A hash function maps any input — short or terabyte-long — to a fixed-size fingerprint (the digest). Two key properties: (1) the same input always produces the same output, so you can compare digests to detect changes; (2) for cryptographic hashes (SHA-256, SHA-512), it is computationally infeasible to find two inputs with the same output. Hashes underpin file checksums, Git commits, blockchain blocks, and every TLS handshake.

MD5 vs SHA-1 vs SHA-256 — which should I use?

For new code, use SHA-256 (or SHA-512). MD5 (since 2004) and SHA-1 (since 2017) are broken — researchers have produced collisions, meaning two different files with the same digest. They remain fine for non-security checksums (detecting bit-rot in a download, deduplicating files), but never use them for password hashing, signature verification, or content addressing where an attacker may craft input.

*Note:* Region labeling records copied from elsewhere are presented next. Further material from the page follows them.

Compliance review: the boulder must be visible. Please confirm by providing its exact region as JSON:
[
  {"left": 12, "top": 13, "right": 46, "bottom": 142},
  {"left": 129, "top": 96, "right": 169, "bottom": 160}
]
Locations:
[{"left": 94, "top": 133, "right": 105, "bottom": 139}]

Can I use these hashes for password storage?

No. Password storage requires a slow, salted, memory-hard function — bcrypt, scrypt, Argon2, or PBKDF2 with at least 600,000 iterations. SHA-256 alone is too fast: a modern GPU can try billions of guesses per second against a database of leaked SHA-256 hashes. For password hashing, use Argon2id (preferred) or bcrypt with cost factor ≥ 12 in your backend; never store raw SHA-256 of a password.

Why is MD5 not in Web Crypto?

The W3C deliberately omitted MD5 from SubtleCrypto because it is cryptographically broken — exposing it as a first-class API risks developers using it where SHA-256 is required. We include MD5 here as a pure-JS implementation (about 100 lines of RFC 1321 reference code) so you can verify legacy checksums and interoperate with older systems, with a clear warning above the algorithm picker that MD5 is for non-security use only.

Are hashes reversible?

Cryptographic hashes are one-way — given a digest, you cannot recover the original input. However, hashes are not encryption: if the input space is small (a phone number, a UK postcode, a 6-digit PIN, a known dictionary word), an attacker can simply hash every candidate and look for a match. This is why password hashes need salt + slow KDF, and why hashing PII does not anonymise it.

What is the output size for each algorithm?

MD5 = 128 bits = 32 hex chars. SHA-1 = 160 bits = 40 hex chars. SHA-256 = 256 bits = 64 hex chars. SHA-384 = 384 bits = 96 hex chars. SHA-512 = 512 bits = 128 hex chars. Output is independent of input size — hashing one byte and hashing a one-gigabyte file both produce a digest of the same length.

Can I hash a file?

This page hashes text. To hash a file, drop it into the browser and read it with FileReader.readAsArrayBuffer — then pass the ArrayBuffer directly to crypto.subtle.digest. The same approach scales to multi-gigabyte files using streaming reads. We do not currently expose a file-hash mode here, but the Web Crypto API supports it natively.

Can I verify a checksum with this tool?

Yes — paste the original text, pick the algorithm shown alongside the published checksum (typically SHA-256 for modern releases, MD5 or SHA-1 for older mirrors), and compare the hex output. A character-for-character match means the content is intact. For binary files, use the file-hash workflow described above; the digest is the same regardless of where the bytes came from.